They say the human body is made up mostly of water. A few clever artists from throughout the world have taken the idea a step further by imagining what the body would be like if it were made up entirely of water.

It brings a new meaning to the old saying, “I can see right through you.”

One of the best examples I found of these water bodies comes from Beach Park in Brazil, the largest water park in Latin America. A print ad campaign by Verve Communications features three pictures of water people in their bathing suits. Click on the pictures above to enlarge them.

As interpreted from Portuguese, the ad slogans can be read to say:

“You’re 70% made of water. And some swim suit.”

“You can’t wash your soul without getting wet.”

“Have you ever noticed that the sound of running water is good therapy.”

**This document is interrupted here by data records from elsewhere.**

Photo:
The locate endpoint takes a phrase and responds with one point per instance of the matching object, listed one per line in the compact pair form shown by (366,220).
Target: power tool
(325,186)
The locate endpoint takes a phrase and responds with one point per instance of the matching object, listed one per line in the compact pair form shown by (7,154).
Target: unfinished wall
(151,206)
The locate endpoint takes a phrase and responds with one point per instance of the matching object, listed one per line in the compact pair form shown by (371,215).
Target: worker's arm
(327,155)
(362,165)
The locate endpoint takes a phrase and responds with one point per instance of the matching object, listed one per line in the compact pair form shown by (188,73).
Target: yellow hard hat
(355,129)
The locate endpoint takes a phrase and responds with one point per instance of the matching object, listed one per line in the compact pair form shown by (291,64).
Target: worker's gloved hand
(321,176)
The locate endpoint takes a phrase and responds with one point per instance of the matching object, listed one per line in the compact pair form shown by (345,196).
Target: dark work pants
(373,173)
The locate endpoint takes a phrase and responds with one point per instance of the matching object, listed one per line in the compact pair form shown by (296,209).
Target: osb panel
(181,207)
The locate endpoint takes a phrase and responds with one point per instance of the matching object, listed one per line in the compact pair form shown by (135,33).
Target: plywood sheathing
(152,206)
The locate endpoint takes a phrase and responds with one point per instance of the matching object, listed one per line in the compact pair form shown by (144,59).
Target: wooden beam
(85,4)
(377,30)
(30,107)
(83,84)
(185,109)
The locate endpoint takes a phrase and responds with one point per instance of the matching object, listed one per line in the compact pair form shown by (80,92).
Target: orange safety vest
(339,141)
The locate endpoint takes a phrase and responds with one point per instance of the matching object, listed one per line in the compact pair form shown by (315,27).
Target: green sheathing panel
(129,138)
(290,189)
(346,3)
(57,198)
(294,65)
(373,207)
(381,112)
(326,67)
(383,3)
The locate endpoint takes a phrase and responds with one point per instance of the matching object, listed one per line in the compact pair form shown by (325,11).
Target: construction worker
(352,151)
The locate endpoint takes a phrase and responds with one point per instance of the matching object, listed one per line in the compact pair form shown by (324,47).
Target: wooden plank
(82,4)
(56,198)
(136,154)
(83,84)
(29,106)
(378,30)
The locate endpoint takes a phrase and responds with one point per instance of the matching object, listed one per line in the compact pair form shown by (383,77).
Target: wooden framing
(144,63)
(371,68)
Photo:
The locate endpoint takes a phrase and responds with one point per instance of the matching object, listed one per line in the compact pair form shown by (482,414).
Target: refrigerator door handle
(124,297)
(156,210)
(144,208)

So maybe these slogans work better for a Brazilian audience, but still you have to like the pictures.

Other interesting images can be found on instructional websites that explain how to turn people into water figures. In “Designer Today,” Beatriz Mariniello shows how to combine images of a woman jumping with splashing water to create a unique water woman.

I’m surprised at the number of tutorials showing how to create water people, both men and women. Frankly, many of them are not that good. But I did like the image produced by Jennifer Cirpici in “Digital Arts.”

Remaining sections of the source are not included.